The good news is that the national rate at which juveniles are being held in jail has fallen to its lowest level in 35 years and California is one of 18 states recording a decline of at least 40 percent in such rates over a 15-year period.

The bad news, of course, is that despite the decline in both rates and real numbers there remained more than 70,000 juveniles incarcerated nationally in 2010 and about 16 percent of those were in California, which still jails juveniles at a higher rate than many other states.

Those are some of the nuggets mined from a study released last week from the Baltimore-based Annie E. Casey Foundation, a nonprofit organization that advocates for children's issues.

(Staff archives)
(Staff archives)

The foundation analyzed data from the U.S. Census Bureau's Census of Juveniles in Residential Placement between 1996 and 2010, which revealed incarceration rates and real numbers have been declining since 1995 when the nation had more than 105,000 juveniles in jail.

Many experts attribute the decrease to a policy sea change created in large part by advocacy groups that have lobbied effectively for alternatives to incarceration for many types of juvenile offenders.

It is important to note that the lower incarceration rates do not seem to have come at the expense of public safety. In fact, it could be argued that the alternative methods may be helping improve it.

The federal Office of Juvenile Justice and Delinquency Prevention informs us that arrest rates for juveniles involved in violent crime in 2010 fell by 55 percent from the 1994 peak.

The Casey study reveals that about 40 percent of the juveniles incarcerated are sent to jail for nonviolent and relatively minor transgressions such as running away from home or violating curfew -- offenses that wouldn't be considered illegal if committed by someone 18 or older.

We find that unacceptable. States must continue to work on lowering that number.

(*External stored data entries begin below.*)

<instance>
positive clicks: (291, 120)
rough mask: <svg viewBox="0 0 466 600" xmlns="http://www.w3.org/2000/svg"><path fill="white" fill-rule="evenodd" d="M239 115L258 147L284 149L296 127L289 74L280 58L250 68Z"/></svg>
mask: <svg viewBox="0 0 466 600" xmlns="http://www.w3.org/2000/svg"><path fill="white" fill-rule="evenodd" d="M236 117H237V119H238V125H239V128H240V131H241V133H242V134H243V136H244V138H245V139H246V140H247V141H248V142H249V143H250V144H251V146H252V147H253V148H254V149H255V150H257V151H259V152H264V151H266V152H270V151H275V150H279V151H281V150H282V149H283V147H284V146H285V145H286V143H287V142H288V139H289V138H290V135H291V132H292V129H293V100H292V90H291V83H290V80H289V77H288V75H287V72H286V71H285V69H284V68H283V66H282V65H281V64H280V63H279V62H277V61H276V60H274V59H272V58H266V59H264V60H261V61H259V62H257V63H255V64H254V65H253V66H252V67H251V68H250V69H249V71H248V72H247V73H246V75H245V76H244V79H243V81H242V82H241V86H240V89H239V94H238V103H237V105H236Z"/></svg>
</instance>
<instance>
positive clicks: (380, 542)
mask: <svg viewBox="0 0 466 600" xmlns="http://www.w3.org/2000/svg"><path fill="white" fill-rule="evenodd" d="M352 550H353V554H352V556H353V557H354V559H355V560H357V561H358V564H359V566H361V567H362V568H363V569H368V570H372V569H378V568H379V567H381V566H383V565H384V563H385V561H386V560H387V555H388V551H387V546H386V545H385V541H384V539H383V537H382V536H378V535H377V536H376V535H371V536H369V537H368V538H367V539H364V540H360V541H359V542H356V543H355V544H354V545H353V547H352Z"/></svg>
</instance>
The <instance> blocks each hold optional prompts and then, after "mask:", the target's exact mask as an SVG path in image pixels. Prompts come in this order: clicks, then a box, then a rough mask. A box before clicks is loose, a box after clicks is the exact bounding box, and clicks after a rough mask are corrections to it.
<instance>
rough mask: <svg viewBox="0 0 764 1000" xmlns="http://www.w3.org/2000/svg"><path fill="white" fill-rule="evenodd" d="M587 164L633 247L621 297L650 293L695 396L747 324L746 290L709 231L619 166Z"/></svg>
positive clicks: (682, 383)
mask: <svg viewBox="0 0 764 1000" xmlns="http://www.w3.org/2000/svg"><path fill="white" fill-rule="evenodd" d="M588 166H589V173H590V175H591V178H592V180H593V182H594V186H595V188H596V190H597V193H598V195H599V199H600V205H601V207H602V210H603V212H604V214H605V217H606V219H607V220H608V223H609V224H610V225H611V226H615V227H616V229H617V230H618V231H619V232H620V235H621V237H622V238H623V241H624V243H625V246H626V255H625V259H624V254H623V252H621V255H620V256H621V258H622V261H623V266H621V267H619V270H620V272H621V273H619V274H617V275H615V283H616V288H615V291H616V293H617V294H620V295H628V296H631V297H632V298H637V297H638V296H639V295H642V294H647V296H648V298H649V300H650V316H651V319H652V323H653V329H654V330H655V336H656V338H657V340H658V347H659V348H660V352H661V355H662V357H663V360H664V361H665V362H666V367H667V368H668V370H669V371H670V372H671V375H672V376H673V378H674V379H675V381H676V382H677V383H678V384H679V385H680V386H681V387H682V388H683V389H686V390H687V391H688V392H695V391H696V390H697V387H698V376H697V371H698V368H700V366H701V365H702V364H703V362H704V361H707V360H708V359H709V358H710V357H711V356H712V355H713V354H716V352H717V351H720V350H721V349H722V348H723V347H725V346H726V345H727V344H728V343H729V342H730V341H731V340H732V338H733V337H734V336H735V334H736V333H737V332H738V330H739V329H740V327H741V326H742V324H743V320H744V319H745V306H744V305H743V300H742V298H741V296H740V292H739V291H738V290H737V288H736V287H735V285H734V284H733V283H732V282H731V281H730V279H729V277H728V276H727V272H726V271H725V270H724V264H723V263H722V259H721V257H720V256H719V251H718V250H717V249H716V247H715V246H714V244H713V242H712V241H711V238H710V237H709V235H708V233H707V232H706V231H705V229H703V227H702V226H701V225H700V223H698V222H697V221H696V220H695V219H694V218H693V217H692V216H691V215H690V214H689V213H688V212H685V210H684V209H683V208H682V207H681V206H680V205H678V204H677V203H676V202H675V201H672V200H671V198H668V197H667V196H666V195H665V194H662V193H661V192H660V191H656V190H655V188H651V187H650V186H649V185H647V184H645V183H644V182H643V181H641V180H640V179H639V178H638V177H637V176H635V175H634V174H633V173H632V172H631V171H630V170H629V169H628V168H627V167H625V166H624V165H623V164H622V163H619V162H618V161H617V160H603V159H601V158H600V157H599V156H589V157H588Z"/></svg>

Scientific research confirms what parents have known for eons: Teenagers' brains are not fully matured and that once they do develop a youth possesses a better mastery of what scientists call executive function -- what some might call self-control.

While the study plots an unmistakable long-term trend, it is clear that there is still much to do.

We agree with the report that juvenile correction facilities are costly and often counterproductive because they expose youth to risk of injury and abuse, not to mention that they are largely ineffective in reducing recidivism.

"The recent de-incarceration trend provides a unique opportunity to implement responses to delinquency that are more cost-effective and humane, and that provide better outcomes for youth, their families and communities," the report said.

We could not agree more and strongly support the conclusion that all states should restrict incarceration to only those "who pose a demonstrable risk to public safety" or to themselves.

The ones who fit that category clearly need institutional care, but the kids who do not can be more effectively treated through alternative methods. It is better for the kids and for society.